Parents’ Supplement to Family Activity Booklet

This is a tool to help prepare parents to discuss the good news of the gospel with their
children.

Be not afraid!
 You are making a meaningful commitment to sharing the Sunday Gospel readings  with the most important people in your life.  If you skip a week, don’t let it derail  your whole Lenten experience.  Start anew each week.  Be sure to read the parent  guidelines in your Family Activity Booklet.

The Gospel readings are from Matthew and John.
 This Lent the Gospel readings used by the Church are from the book of Matthew  and John.  You will want to read these ahead of sharing with your family.  To find  the Gospel reading for week one, which is Matthew 4:1-11, turn to the New
 Testament section in your Bible.  Matthew, Mark, Luke, and John are the first four  books of the New Testament, or Christian Scriptures, in your Bible.  To find
 Matthew 4:1-11, go to Book of Matthew, chapter 4, and read verses 1 through 11.   Each week you and your family will reflect on the upcoming Sunday’s Gospel.

Reflect on the readings before you meet with your family,
      if you can make the time.
 You’ll notice the booklets provide sharing questions for preschoolers, primary grade  children, and preteens.  This presumes your teens are meeting with others using the  Small Group Participant Booklet for Teens.  Since there aren’t reflection questions  for adults in this booklet, we have provided a few here for each week.  They are
 designed to help you get more out of the session yourself and better prepare to share  with your family.

Week One:  The Gospel of Matthew 4:1-11
 Jesus is tempted to deny his identity and his mission on life.  In what ways can I
 better live out who God calls me to be and what he asks of me?  Whose opinion do I  care about?  When people see me do they know I am a Christian with a mission?

Week Two:  The Gospel of Matthew 17:1-9
 In the Gospel God tells Peter, James, and John to listen to his beloved Son.  Who do  I listen to?  What times of my day could I take to tune into what Jesus might be
 trying to tell me?  My children are my beloved, how can I focus on how God sees  me as a beloved child?

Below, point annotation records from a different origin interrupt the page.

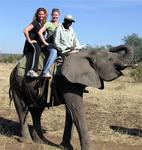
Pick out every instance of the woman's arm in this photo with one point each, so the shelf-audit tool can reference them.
(40, 33)
(26, 33)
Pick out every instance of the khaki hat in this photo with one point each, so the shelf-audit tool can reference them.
(70, 18)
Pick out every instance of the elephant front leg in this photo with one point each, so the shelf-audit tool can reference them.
(74, 104)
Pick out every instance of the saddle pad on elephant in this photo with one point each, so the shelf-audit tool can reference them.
(25, 63)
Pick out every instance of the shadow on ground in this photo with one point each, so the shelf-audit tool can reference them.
(12, 128)
(129, 131)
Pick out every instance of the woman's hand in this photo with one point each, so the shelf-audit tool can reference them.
(32, 41)
(46, 43)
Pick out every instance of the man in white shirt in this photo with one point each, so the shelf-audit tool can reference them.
(65, 40)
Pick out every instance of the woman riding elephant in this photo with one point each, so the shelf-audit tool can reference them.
(79, 70)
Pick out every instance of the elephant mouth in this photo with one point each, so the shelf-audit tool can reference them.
(118, 69)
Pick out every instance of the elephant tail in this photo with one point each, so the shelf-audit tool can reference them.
(10, 95)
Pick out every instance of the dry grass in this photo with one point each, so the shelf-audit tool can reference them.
(116, 108)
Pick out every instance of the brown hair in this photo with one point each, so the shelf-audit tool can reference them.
(36, 14)
(55, 10)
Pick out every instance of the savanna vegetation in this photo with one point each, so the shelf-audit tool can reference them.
(114, 114)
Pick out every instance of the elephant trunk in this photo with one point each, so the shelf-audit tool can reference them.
(125, 52)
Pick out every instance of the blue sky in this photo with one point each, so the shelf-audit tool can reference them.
(98, 22)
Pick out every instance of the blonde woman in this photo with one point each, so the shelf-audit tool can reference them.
(33, 42)
(50, 27)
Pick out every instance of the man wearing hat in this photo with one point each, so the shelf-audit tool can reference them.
(65, 40)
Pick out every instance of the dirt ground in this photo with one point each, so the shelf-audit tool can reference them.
(114, 117)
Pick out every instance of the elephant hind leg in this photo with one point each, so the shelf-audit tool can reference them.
(67, 131)
(74, 104)
(37, 134)
(22, 112)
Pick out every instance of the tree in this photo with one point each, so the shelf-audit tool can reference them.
(136, 42)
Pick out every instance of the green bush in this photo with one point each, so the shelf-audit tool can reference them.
(136, 74)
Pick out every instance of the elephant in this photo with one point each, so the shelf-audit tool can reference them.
(78, 71)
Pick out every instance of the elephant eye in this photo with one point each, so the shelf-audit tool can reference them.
(110, 59)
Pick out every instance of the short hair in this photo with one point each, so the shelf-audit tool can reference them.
(55, 10)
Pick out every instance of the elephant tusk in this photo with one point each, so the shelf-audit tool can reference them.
(131, 65)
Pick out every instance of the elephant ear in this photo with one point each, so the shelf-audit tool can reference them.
(77, 69)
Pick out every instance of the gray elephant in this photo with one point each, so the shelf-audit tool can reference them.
(79, 70)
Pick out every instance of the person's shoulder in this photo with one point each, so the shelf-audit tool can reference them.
(34, 22)
(59, 28)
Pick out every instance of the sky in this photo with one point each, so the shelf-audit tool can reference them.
(97, 22)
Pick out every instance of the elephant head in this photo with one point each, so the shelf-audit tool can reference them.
(91, 68)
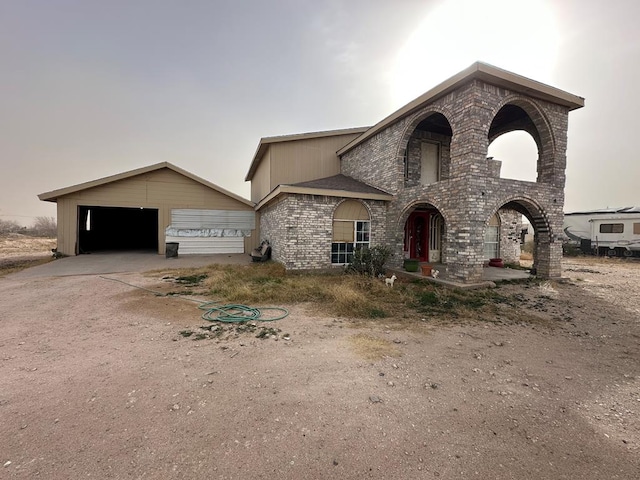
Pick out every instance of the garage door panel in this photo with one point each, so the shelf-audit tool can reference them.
(208, 245)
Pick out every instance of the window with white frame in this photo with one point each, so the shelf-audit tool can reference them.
(492, 239)
(351, 231)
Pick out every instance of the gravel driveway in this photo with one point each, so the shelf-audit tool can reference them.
(96, 381)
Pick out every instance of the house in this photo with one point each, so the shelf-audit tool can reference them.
(143, 209)
(419, 181)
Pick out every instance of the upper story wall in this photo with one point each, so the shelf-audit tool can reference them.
(475, 113)
(293, 161)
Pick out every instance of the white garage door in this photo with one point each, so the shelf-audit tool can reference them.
(208, 245)
(209, 231)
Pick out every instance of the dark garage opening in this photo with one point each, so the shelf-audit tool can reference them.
(117, 228)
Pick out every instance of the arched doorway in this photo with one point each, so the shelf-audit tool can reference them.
(424, 234)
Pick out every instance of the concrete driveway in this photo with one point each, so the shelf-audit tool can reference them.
(118, 262)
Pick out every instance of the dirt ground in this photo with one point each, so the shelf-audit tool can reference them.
(96, 381)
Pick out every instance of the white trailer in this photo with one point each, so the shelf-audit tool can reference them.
(612, 232)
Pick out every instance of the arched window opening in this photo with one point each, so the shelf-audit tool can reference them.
(492, 238)
(513, 145)
(351, 231)
(514, 155)
(426, 158)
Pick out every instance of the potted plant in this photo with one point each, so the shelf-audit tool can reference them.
(496, 262)
(411, 264)
(426, 269)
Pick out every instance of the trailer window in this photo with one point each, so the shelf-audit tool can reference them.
(612, 228)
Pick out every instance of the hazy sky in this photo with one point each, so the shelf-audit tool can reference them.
(94, 88)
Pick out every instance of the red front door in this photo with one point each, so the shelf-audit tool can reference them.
(417, 235)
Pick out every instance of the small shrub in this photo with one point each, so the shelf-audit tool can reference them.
(370, 261)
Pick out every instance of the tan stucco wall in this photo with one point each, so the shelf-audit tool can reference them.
(162, 189)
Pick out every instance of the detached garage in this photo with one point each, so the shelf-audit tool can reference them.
(145, 208)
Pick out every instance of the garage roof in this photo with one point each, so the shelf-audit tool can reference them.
(55, 194)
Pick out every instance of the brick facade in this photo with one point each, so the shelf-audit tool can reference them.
(468, 193)
(300, 229)
(462, 122)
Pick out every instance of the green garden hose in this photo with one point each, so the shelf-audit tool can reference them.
(222, 313)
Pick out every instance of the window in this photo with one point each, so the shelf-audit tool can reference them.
(430, 163)
(612, 228)
(351, 231)
(342, 252)
(492, 239)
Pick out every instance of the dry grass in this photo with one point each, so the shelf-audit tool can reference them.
(342, 295)
(18, 252)
(17, 245)
(373, 348)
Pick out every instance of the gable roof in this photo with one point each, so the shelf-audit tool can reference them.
(266, 141)
(481, 71)
(55, 194)
(343, 183)
(334, 186)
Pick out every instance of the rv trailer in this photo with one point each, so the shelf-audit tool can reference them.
(614, 232)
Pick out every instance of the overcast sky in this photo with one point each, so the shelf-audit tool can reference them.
(94, 88)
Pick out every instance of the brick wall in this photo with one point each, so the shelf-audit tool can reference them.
(300, 229)
(469, 192)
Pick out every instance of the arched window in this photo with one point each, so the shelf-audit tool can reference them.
(492, 238)
(351, 231)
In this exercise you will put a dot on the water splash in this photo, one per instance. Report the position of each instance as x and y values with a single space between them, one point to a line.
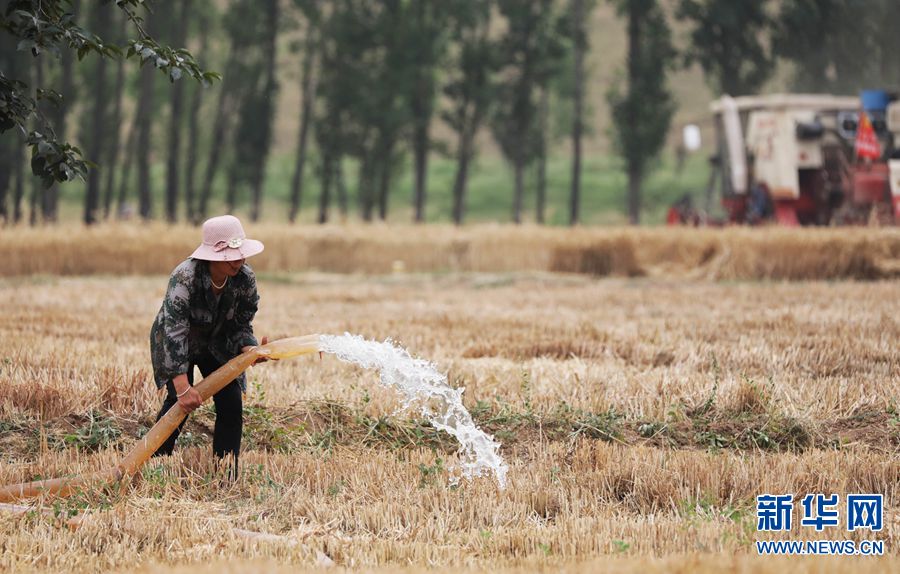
422 385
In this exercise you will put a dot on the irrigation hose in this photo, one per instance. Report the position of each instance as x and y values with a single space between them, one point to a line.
163 429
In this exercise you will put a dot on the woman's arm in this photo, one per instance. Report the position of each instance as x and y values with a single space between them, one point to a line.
246 305
176 327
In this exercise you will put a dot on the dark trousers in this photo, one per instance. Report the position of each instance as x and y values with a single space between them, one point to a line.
229 413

 Week Three:  The Gospel of John 4:5-1-, 19-26, 39-42
 In the Gospel Jesus tells the Samaritan women she would ask for something even  more precious than simple water if she knew who she was asking.  What are the  kinds of things I’ve asked of God?  What are gifts you have received from God that  showed their value to  you later in life, when you had more perspective?

Week Four:  The Gospel of John 9:1-41
 This week we hear the story of the blind man healed by Jesus.  When I think of what  I spend my time watching, reading, doing, is it helpful, hopeful, pleasant,
 productive, loving?

Week Five:  The Gospel of John 11:1-45
 We hear of the raising of Lazarus form the dead, at the request of his sisters, Mary  and Martha.  Jesus tells them whoever believes in him, will live and will never die. As I reflect on his words, how much do I believe  them?  How does this change what  I believe about physical death?  How should this be of comfort?  Is it?

Week Six:  The Gospel of Matthew 27:11-54
 The booklet questions focus on the Gift that Jesus gave us in this Gospel account of  this way to the Cross.  It will be important to bring out this aspect of what are diff cult scenes for kids in the last days of Jesus’ life on earth.  As you focus on Jesus’  death as a gift of life for us, look around your family and recall all the ways family  members sacrifice for each other or for friends.  Help them see that in a Christian  perspective.